I keep seeing senior developers flag the use of leading wildcards during code reviews. Can someone explain why using a leading wildcard conflicts so heavily with the best practices for writing efficient SQL queries? Is there any indexing strategy that can mitigate this issue?
3 answers
A leading wildcard, such as using LIKE percent-term, completely destroys performance because B-Tree indexes are sorted from left to right. When you hide the beginning of the string, the database engine cannot perform an Index Seek to find matches; it is forced to read every single row in the index or table, resulting in a costly Full Table Scan. To stick to the best practices for writing efficient SQL queries when pattern matching, always use trailing wildcards instead, or implement a dedicated Full-Text Search index if substring matching is absolutely required.

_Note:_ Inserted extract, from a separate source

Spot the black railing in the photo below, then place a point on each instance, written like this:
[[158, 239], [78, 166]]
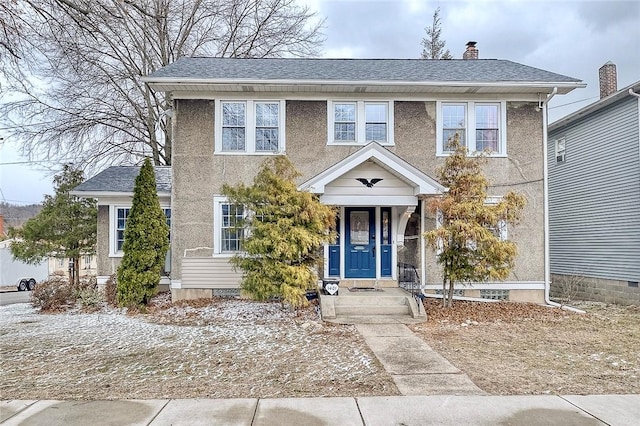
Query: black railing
[[409, 279]]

That makes perfect sense for standard B-Tree indexing limitations, but what if we are forced to stick to relational DBs and cannot spin up an external search engine? Is a trigram index a viable workaround?
Using a leading wildcard guarantees a full table scan. If you need efficient lookups, rethink your schema or use trailing wildcards so the engine can utilize standard index trees.

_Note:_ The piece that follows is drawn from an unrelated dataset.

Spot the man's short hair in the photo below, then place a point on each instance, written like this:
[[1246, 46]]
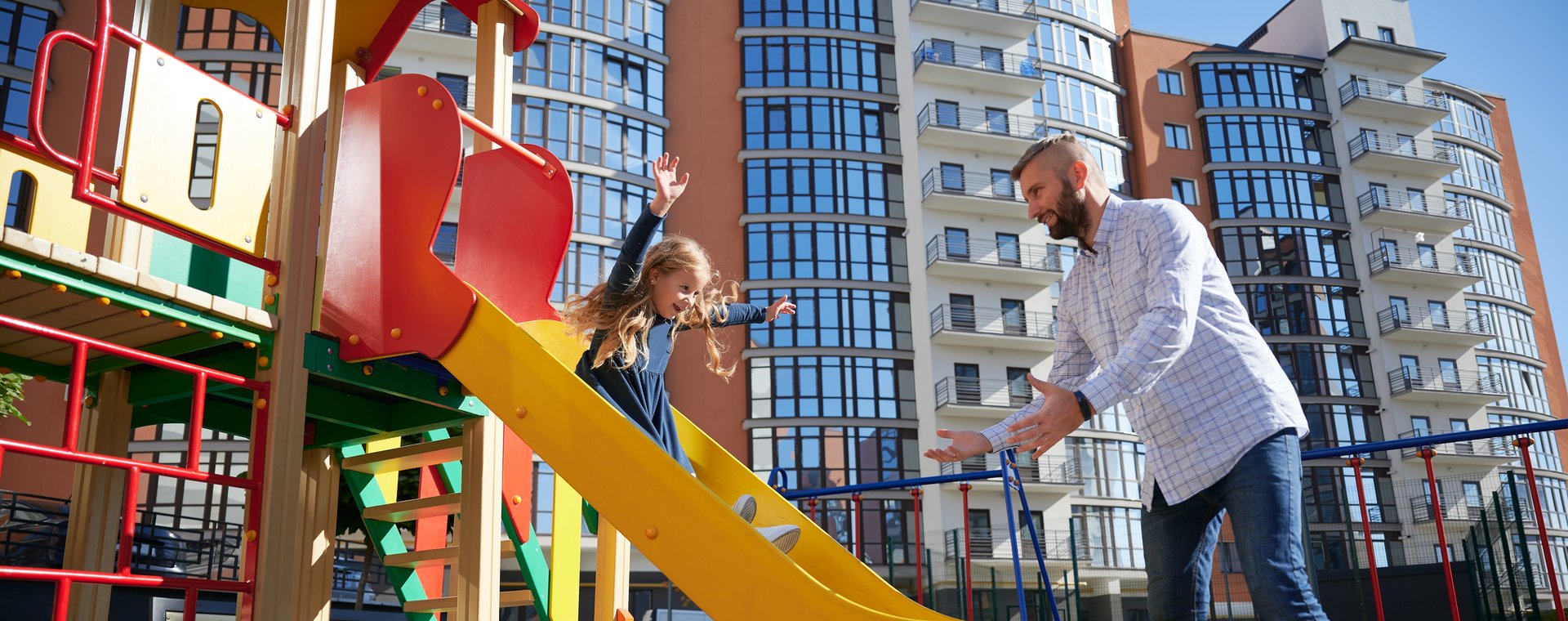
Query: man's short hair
[[1063, 150]]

Diana is totally right. We changed our search inputs to disallow front wildcards, and our server CPU utilization instantly dropped from ninety percent to a stable five percent.
Philip, yes it is. Trigram indexes break strings down into three-character chunks, allowing the engine to index the middle of strings. It works wonders for wildcard queries, though it does increase your write overhead and storage footprint.